How to Present Data

This table-laden report on economic inequality from the Economic Policy Institute is very heavy on data but, sadly, at least from my viewpoint lacking in information. It doesn’t answer the questions to which I most want to know the answers. These are, first, how unequal is the city of Chicago? Not the Chicago metropolitan area or Cook County. The city of Chicago. The reason for that is that policy isn’t made across the entire metropolitan area. It’s made city by city and county by county.

The second is what are the sources of income inequality? Unless the source is geographic you won’t find your answer in this report. You’ll have to ferret out the data metropolitan area by metropolitan area or county by county which means you might as well have written your own report.

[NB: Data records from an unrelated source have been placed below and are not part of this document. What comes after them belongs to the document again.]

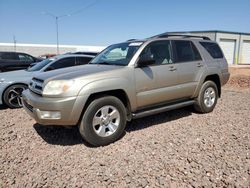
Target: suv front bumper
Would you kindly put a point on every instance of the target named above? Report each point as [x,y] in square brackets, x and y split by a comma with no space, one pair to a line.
[53,111]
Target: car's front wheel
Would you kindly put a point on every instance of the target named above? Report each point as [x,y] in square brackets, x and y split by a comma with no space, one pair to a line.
[207,98]
[103,121]
[13,94]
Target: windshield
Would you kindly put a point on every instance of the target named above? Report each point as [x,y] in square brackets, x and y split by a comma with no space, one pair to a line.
[117,54]
[39,65]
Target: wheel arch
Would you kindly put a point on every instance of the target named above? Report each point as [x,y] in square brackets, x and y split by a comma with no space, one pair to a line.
[8,86]
[216,79]
[118,93]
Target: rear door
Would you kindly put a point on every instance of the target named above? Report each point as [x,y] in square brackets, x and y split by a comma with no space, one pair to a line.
[157,83]
[190,66]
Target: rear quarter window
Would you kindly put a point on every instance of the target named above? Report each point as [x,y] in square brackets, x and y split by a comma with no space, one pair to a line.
[186,51]
[213,49]
[8,56]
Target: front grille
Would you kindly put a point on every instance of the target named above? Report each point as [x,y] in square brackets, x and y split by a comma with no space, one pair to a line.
[30,108]
[36,86]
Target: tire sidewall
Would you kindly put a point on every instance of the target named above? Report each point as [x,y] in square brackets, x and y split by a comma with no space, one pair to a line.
[86,128]
[6,93]
[206,85]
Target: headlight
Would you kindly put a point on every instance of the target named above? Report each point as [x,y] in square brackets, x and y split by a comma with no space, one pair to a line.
[57,87]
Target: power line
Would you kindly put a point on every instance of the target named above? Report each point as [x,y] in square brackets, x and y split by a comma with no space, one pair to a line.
[82,9]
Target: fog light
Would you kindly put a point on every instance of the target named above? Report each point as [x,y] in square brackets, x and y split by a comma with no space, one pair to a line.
[49,114]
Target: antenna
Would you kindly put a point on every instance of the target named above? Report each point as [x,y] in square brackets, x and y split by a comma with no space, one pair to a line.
[14,42]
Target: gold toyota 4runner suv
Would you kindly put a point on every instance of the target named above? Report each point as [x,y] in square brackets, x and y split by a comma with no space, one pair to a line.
[129,80]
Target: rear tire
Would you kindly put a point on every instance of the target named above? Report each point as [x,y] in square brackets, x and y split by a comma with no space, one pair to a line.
[103,121]
[207,98]
[13,94]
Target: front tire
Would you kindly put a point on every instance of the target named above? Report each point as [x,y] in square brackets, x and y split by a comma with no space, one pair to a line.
[103,121]
[207,98]
[13,94]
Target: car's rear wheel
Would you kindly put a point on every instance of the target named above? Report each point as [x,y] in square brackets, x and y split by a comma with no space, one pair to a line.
[103,121]
[12,96]
[207,98]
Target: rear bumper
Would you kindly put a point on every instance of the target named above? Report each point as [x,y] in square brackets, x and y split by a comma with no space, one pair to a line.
[70,108]
[225,77]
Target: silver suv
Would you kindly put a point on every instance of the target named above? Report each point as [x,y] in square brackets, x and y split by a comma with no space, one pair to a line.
[129,80]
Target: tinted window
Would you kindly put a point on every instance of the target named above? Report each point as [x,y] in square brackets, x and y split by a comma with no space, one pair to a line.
[8,56]
[24,57]
[186,51]
[62,63]
[197,55]
[213,49]
[160,51]
[39,65]
[117,54]
[83,60]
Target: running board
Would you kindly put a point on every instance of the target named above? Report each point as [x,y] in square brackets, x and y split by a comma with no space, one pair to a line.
[162,109]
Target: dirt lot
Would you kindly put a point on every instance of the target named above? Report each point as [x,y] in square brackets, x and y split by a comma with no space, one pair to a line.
[173,149]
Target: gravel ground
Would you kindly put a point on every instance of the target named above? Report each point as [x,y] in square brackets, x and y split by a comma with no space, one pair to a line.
[173,149]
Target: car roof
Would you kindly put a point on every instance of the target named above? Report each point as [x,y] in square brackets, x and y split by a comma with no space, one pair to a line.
[70,55]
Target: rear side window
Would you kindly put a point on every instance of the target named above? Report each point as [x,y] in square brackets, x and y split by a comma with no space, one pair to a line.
[83,60]
[186,51]
[24,57]
[213,49]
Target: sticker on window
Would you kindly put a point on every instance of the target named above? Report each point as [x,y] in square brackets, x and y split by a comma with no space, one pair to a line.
[135,44]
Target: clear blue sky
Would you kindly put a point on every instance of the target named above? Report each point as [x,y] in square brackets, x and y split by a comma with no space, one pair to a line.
[112,21]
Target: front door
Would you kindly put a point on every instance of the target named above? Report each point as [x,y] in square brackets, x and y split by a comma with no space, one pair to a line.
[156,83]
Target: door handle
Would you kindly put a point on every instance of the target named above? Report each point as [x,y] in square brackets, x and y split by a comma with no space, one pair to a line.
[172,68]
[199,65]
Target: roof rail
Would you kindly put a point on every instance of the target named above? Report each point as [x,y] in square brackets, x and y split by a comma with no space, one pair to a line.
[184,36]
[131,40]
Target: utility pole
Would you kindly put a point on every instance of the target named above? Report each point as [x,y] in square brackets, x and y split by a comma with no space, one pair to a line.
[14,42]
[57,38]
[56,17]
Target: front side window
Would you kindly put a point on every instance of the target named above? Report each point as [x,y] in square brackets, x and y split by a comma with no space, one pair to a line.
[185,51]
[24,57]
[83,60]
[9,56]
[159,52]
[117,54]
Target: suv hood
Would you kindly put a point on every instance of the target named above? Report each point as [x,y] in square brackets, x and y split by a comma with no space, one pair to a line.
[12,75]
[77,71]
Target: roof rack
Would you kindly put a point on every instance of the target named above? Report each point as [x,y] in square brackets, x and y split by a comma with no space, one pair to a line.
[131,40]
[184,36]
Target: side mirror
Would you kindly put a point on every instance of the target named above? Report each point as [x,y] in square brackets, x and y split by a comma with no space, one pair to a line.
[145,60]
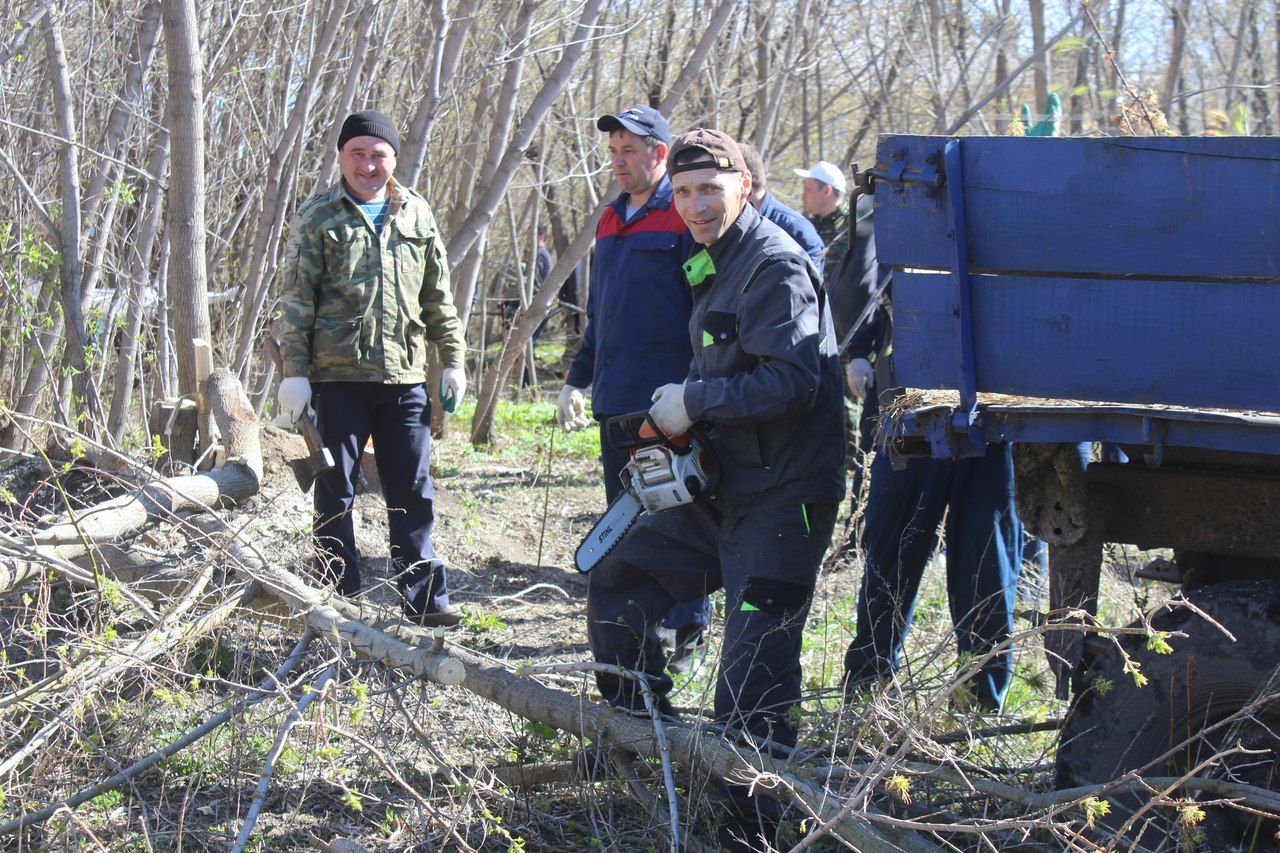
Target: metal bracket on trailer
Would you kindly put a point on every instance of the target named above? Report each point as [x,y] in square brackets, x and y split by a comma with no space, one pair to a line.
[967,416]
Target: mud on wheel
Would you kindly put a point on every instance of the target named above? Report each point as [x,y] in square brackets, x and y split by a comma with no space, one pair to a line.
[1116,726]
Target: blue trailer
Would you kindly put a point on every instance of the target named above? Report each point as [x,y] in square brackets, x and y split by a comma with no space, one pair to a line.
[1052,292]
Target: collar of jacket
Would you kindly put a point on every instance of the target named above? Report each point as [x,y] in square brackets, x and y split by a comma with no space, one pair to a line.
[767,204]
[396,192]
[836,218]
[734,236]
[659,199]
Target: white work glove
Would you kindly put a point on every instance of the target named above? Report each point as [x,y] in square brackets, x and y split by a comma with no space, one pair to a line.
[668,410]
[293,396]
[453,387]
[571,410]
[860,377]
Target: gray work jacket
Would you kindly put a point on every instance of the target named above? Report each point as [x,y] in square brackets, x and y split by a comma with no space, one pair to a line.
[766,373]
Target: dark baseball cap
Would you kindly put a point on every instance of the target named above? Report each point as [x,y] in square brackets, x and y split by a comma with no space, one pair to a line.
[720,151]
[640,119]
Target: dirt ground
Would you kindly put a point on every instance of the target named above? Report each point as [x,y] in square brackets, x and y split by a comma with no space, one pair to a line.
[507,521]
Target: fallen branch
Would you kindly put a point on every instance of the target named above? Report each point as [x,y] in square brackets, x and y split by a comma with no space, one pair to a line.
[163,500]
[264,781]
[264,690]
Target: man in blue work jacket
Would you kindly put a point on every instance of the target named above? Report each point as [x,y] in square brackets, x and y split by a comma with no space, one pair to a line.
[636,314]
[766,382]
[799,228]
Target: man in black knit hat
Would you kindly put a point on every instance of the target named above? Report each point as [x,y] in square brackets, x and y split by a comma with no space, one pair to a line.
[364,293]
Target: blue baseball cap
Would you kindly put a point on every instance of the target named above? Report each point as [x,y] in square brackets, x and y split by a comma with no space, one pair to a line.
[640,119]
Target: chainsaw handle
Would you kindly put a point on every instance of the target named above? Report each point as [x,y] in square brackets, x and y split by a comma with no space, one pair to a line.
[704,446]
[639,429]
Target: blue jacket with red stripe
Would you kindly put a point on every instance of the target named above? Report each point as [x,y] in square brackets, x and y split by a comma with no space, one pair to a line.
[636,333]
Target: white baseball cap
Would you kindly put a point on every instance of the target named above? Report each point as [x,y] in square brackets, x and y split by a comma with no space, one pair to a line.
[824,172]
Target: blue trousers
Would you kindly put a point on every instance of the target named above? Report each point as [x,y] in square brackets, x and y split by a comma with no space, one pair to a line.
[696,612]
[983,548]
[766,561]
[398,418]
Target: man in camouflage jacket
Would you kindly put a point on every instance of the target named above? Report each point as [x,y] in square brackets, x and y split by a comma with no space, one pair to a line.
[821,197]
[365,291]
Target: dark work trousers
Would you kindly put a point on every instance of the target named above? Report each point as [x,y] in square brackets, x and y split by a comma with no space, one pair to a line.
[684,615]
[398,418]
[767,564]
[983,551]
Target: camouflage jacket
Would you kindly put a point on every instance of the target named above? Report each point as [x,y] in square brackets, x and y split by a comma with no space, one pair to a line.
[362,306]
[833,229]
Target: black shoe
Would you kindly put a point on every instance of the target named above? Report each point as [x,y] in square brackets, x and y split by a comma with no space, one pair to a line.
[447,616]
[688,649]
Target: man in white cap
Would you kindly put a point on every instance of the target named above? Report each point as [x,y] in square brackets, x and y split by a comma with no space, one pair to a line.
[823,191]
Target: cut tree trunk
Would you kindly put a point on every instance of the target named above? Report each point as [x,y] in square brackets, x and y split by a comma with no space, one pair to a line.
[161,500]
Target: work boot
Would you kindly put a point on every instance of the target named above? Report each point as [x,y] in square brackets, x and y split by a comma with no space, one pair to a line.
[688,649]
[447,616]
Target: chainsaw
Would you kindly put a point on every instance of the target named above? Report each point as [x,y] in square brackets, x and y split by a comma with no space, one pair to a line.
[664,471]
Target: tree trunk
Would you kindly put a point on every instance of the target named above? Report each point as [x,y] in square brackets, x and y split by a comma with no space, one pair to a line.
[1178,46]
[69,268]
[447,53]
[161,500]
[1041,68]
[184,219]
[490,196]
[140,268]
[278,195]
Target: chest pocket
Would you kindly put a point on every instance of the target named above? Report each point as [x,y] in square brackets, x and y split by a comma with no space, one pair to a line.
[344,250]
[720,327]
[411,254]
[350,277]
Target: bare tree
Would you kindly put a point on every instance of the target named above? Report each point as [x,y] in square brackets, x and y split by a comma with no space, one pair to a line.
[184,205]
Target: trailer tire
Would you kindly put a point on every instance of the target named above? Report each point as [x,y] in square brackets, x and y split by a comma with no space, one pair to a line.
[1115,726]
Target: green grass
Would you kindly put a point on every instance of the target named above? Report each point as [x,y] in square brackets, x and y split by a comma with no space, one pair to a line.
[528,428]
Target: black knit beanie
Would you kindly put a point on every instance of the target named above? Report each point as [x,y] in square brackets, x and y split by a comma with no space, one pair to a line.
[369,123]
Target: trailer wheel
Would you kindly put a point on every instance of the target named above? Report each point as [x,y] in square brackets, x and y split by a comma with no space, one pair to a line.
[1115,726]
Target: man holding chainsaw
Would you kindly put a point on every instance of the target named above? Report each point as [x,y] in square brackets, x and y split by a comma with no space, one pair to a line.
[365,291]
[636,314]
[766,386]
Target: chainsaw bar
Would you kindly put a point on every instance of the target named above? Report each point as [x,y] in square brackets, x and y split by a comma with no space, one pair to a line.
[608,532]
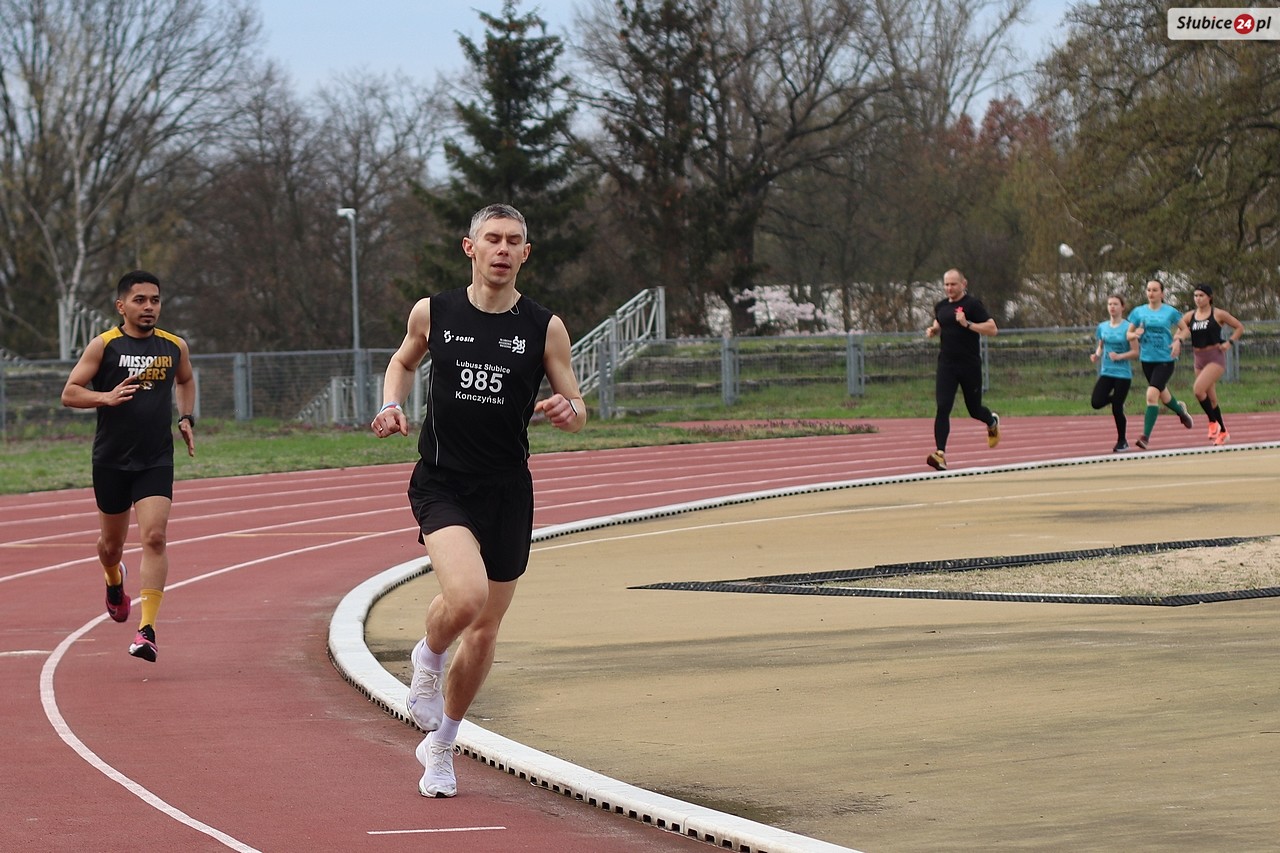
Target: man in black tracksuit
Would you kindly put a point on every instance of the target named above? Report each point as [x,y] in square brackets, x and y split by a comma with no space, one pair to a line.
[959,319]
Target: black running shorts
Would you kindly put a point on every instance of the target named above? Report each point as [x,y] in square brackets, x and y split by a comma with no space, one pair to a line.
[115,491]
[1159,373]
[498,510]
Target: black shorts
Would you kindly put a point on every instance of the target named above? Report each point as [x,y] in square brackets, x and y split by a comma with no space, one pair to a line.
[1159,373]
[115,489]
[498,510]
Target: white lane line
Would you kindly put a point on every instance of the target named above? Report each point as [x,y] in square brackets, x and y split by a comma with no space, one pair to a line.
[59,723]
[444,829]
[220,534]
[49,699]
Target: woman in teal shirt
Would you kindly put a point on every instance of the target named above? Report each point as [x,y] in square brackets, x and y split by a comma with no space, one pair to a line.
[1112,355]
[1160,329]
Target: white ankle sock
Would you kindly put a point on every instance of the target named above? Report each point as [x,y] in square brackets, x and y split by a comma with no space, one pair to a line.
[447,733]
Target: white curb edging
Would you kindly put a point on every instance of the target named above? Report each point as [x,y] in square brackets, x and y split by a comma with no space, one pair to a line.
[353,660]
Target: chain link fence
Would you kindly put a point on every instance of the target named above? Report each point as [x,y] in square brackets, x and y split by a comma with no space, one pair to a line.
[344,386]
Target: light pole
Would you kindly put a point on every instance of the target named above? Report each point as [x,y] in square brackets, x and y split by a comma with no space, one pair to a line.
[350,214]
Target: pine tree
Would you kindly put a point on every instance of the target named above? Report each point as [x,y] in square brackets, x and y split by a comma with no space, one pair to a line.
[520,153]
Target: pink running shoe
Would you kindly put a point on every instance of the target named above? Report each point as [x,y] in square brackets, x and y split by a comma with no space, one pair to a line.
[145,644]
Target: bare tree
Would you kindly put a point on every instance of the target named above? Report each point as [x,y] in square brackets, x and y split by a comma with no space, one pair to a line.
[1170,150]
[104,106]
[763,87]
[266,259]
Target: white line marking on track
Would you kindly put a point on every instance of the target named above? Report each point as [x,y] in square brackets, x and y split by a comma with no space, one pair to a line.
[49,701]
[443,829]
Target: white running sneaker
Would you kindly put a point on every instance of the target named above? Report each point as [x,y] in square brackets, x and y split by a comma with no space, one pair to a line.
[425,693]
[438,779]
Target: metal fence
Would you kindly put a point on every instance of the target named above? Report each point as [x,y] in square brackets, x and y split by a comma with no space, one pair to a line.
[321,386]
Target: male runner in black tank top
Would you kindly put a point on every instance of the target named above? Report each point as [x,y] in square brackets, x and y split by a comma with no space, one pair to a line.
[471,491]
[132,374]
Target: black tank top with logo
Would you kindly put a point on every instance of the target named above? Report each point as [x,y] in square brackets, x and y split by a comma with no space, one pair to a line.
[1207,332]
[137,434]
[485,374]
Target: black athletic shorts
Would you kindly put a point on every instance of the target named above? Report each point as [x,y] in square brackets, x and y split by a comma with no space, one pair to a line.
[1159,373]
[498,510]
[115,491]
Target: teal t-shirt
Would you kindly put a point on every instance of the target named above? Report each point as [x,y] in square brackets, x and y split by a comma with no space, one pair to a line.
[1115,338]
[1157,340]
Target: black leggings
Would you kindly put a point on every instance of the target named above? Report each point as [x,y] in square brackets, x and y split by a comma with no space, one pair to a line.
[1112,389]
[968,379]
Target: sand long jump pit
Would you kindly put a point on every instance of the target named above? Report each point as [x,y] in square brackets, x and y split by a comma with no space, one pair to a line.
[890,723]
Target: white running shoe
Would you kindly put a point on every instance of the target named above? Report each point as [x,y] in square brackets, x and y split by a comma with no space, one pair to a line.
[438,779]
[425,693]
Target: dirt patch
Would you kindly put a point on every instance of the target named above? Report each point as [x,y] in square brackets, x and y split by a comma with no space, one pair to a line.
[1252,565]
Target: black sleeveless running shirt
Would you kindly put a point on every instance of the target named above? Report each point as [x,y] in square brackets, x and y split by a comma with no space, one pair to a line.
[485,374]
[1207,332]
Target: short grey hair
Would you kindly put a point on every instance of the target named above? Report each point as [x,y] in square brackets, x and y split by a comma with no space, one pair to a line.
[497,211]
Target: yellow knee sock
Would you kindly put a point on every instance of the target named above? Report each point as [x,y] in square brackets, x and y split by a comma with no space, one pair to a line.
[151,600]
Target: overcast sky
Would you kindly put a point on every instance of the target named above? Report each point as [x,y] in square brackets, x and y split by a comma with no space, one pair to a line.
[312,40]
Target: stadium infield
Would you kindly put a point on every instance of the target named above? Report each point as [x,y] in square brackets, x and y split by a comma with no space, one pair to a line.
[905,724]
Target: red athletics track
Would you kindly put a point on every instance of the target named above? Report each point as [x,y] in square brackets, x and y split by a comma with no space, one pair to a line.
[245,737]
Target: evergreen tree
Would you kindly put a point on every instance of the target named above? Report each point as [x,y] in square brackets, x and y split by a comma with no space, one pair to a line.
[520,153]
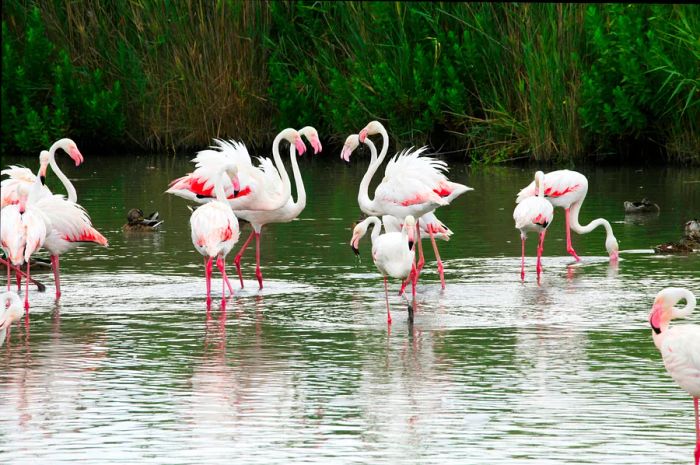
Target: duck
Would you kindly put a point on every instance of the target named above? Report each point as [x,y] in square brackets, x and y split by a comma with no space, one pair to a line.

There’s a clue in this caption in the report: “Inequality back at levels not seen since the late 1920s”. You know what else is back at levels not seen since the late 1920s? The percentage of immigrants. Whether you think that immigration is good, bad, or some of each, I think there’s one thing you’ve got to acknowledge: an immigrant who arrives here with nothing, doesn’t have much in the way of marketable skills, and may have little or no command of the English language is not likely to earn as much as a native born native speaker of English with a professional degree. And the largest number of immigrants fit that description. Skilled workers may be counted in the hundreds of thousands but unskilled workers are counted in the tens of millions. That’s going to have an impact on income inequality.

There are some other deficiencies in the report. The data are not presented in a heat map but in tabular form which, like a fan dancer’s fan, conceals as much as it reveals. It compares averages to averages which I think is methodologically suspect. It includes no medians or standard deviations. The results for counties or metropolitan areas are not weighted by population. Demographic information is not included.

If you’re looking for the information you need to decide on the best policy for dealing with income inequality, you’ll be disappointed. If you’re looking for the ammo you need for political agitation, this report is for you.